Preprocessing#

Loading the data and performing some initial exploration on it to acquire some basic knowledge about the data, how the various features are distributed.

Importing libraries and packages#

# Mathematical operations and data manipulation
import pandas as pd

# Plotting
import seaborn as sns

# Warnings
import warnings

warnings.filterwarnings("ignore")
%matplotlib inline

Set paths#

# Path to datasets directory
data_path = "./datasets"
# Path to assets directory (for saving results to)
assets_path = "./assets"

Loading dataset#

# load data
dataset = pd.read_csv(f"{data_path}/preprocessed_energydata.csv")
dataset.head().T

	0	1	2	3	4
date_time	2016-01-11 17:00:00	2016-01-11 17:10:00	2016-01-11 17:20:00	2016-01-11 17:30:00	2016-01-11 17:40:00
a_energy	60	60	50	50	60
l_energy	30	30	30	40	40
kitchen_temp	19.89	19.89	19.89	19.89	19.89
kitchen_hum	47.596667	46.693333	46.3	46.066667	46.333333
liv_temp	19.2	19.2	19.2	19.2	19.2
liv_hum	44.79	44.7225	44.626667	44.59	44.53
laun_temp	19.79	19.79	19.79	19.79	19.79
laun_hum	44.73	44.79	44.933333	45.0	45.0
off_temp	19.0	19.0	18.926667	18.89	18.89
off_hum	45.566667	45.9925	45.89	45.723333	45.53
bath_temp	17.166667	17.166667	17.166667	17.166667	17.2
bath_hum	55.2	55.2	55.09	55.09	55.09
out_b_temp	7.026667	6.833333	6.56	6.433333	6.366667
out_b_hum	84.256667	84.063333	83.156667	83.423333	84.893333
iron_temp	17.2	17.2	17.2	17.133333	17.2
iron_hum	41.626667	41.56	41.433333	41.29	41.23
teen_temp	18.2	18.2	18.2	18.1	18.1
teen_hum	48.9	48.863333	48.73	48.59	48.59
par_temp	17.033333	17.066667	17.0	17.0	17.0
par_hum	45.53	45.56	45.5	45.4	45.4
out_temp	6.6	6.483333	6.366667	6.25	6.133333
out_press	733.5	733.6	733.7	733.8	733.9
out_hum	92.0	92.0	92.0	92.0	92.0
wind	7.0	6.666667	6.333333	6.0	5.666667
visibility	63.0	59.166667	55.333333	51.5	47.666667
dew_point	5.3	5.2	5.1	5.0	4.9
rv1	13.275433	18.606195	28.642668	45.410389	10.084097
rv2	13.275433	18.606195	28.642668	45.410389	10.084097

Outliers and missing values#

Analysing the Light Energy Consumption Column#

lights_box = sns.boxplot(dataset.l_energy)

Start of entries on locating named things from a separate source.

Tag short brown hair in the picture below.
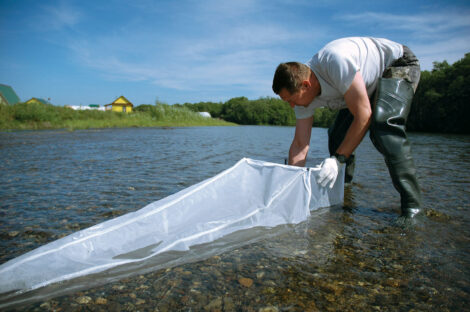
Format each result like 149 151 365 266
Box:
273 62 311 94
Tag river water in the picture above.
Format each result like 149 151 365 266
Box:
0 126 470 311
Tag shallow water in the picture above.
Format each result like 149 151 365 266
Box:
0 127 470 311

../../_images/8966c00dfae68d8429732d67267266bcbf6d4488b430ae34afd4c893e30af2e5.png

lst = [0, 10, 20, 30, 40, 50, 60, 70]
counts = []

for i in lst:
    a = (dataset.l_energy == i).sum()
    counts.append(a)

print(counts)

[15252, 2212, 1624, 559, 77, 9, 1, 1]

lights = sns.barplot(x=lst, y=counts)
lights.set_xlabel("Energy Consumed by Lights")
lights.set_ylabel("Number of Lights")
lights.set_title("Distribution of Energy Consumed by Lights")

Text(0.5, 1.0, 'Distribution of Energy Consumed by Lights')

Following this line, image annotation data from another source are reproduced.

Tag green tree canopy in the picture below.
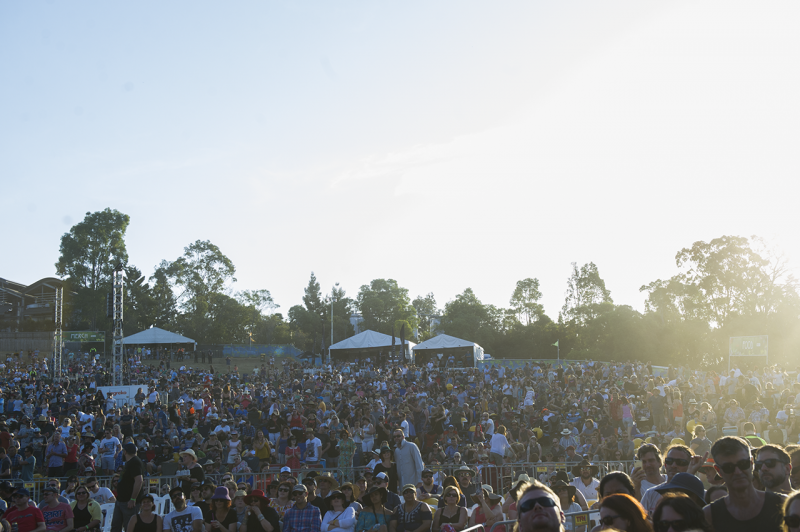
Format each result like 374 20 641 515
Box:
357 279 417 334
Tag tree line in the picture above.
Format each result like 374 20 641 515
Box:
18 209 800 365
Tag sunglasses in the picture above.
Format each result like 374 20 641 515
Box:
517 497 556 515
600 515 619 526
653 517 692 532
717 459 753 475
755 458 786 469
783 514 800 528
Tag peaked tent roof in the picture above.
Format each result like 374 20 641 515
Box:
122 327 197 344
414 334 480 351
331 331 417 350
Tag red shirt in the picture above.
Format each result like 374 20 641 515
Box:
3 504 44 532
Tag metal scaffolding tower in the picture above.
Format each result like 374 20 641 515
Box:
112 265 127 386
53 288 64 380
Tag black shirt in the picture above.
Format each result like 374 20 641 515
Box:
117 456 144 502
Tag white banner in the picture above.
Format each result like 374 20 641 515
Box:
100 386 147 406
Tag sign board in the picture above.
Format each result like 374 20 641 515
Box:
99 386 148 406
64 331 106 342
728 336 769 357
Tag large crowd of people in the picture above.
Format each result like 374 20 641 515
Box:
0 349 800 532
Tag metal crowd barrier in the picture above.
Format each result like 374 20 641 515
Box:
18 461 633 504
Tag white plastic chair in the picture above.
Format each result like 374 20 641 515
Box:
100 502 116 532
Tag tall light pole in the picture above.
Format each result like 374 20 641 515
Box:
328 283 339 362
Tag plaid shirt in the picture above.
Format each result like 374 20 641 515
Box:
283 503 322 532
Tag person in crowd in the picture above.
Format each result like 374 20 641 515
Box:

../../_images/3b9a64d5b145dc1c56cc432684c704746820632a79db3eb94dfb28dc863658ce.png

((dataset.l_energy == 0).sum() / (dataset.shape[0])) * 100

77.28401317456296

77% of the instances have 0 Wh. This renders the l_energy column useless because we can’t possibly find any links between it and the other data.

new_data = dataset
new_data.drop(["l_energy"], axis=1, inplace=True)

new_data.head().T

	0	1	2	3	4
date_time	2016-01-11 17:00:00	2016-01-11 17:10:00	2016-01-11 17:20:00	2016-01-11 17:30:00	2016-01-11 17:40:00
a_energy	60	60	50	50	60
kitchen_temp	19.89	19.89	19.89	19.89	19.89
kitchen_hum	47.596667	46.693333	46.3	46.066667	46.333333
liv_temp	19.2	19.2	19.2	19.2	19.2
liv_hum	44.79	44.7225	44.626667	44.59	44.53
laun_temp	19.79	19.79	19.79	19.79	19.79
laun_hum	44.73	44.79	44.933333	45.0	45.0
off_temp	19.0	19.0	18.926667	18.89	18.89
off_hum	45.566667	45.9925	45.89	45.723333	45.53
bath_temp	17.166667	17.166667	17.166667	17.166667	17.2
bath_hum	55.2	55.2	55.09	55.09	55.09
out_b_temp	7.026667	6.833333	6.56	6.433333	6.366667
out_b_hum	84.256667	84.063333	83.156667	83.423333	84.893333
iron_temp	17.2	17.2	17.2	17.133333	17.2
iron_hum	41.626667	41.56	41.433333	41.29	41.23
teen_temp	18.2	18.2	18.2	18.1	18.1
teen_hum	48.9	48.863333	48.73	48.59	48.59
par_temp	17.033333	17.066667	17.0	17.0	17.0
par_hum	45.53	45.56	45.5	45.4	45.4
out_temp	6.6	6.483333	6.366667	6.25	6.133333
out_press	733.5	733.6	733.7	733.8	733.9
out_hum	92.0	92.0	92.0	92.0	92.0
wind	7.0	6.666667	6.333333	6.0	5.666667
visibility	63.0	59.166667	55.333333	51.5	47.666667
dew_point	5.3	5.2	5.1	5.0	4.9
rv1	13.275433	18.606195	28.642668	45.410389	10.084097
rv2	13.275433	18.606195	28.642668	45.410389	10.084097

Analysing the Appliances Energy Consumption Column#

app_box = sns.boxplot(new_data.a_energy)

../../_images/219e0a85cabac2db23b6118d4badd68e5a6bfcd7f22ee600d6cc5cd93154999e.png

A majority of the values seem to lie between 50 Wh and 100 Wh. However, some values extend the upper bracket of 200 Wh and go beyond 1000 Wh.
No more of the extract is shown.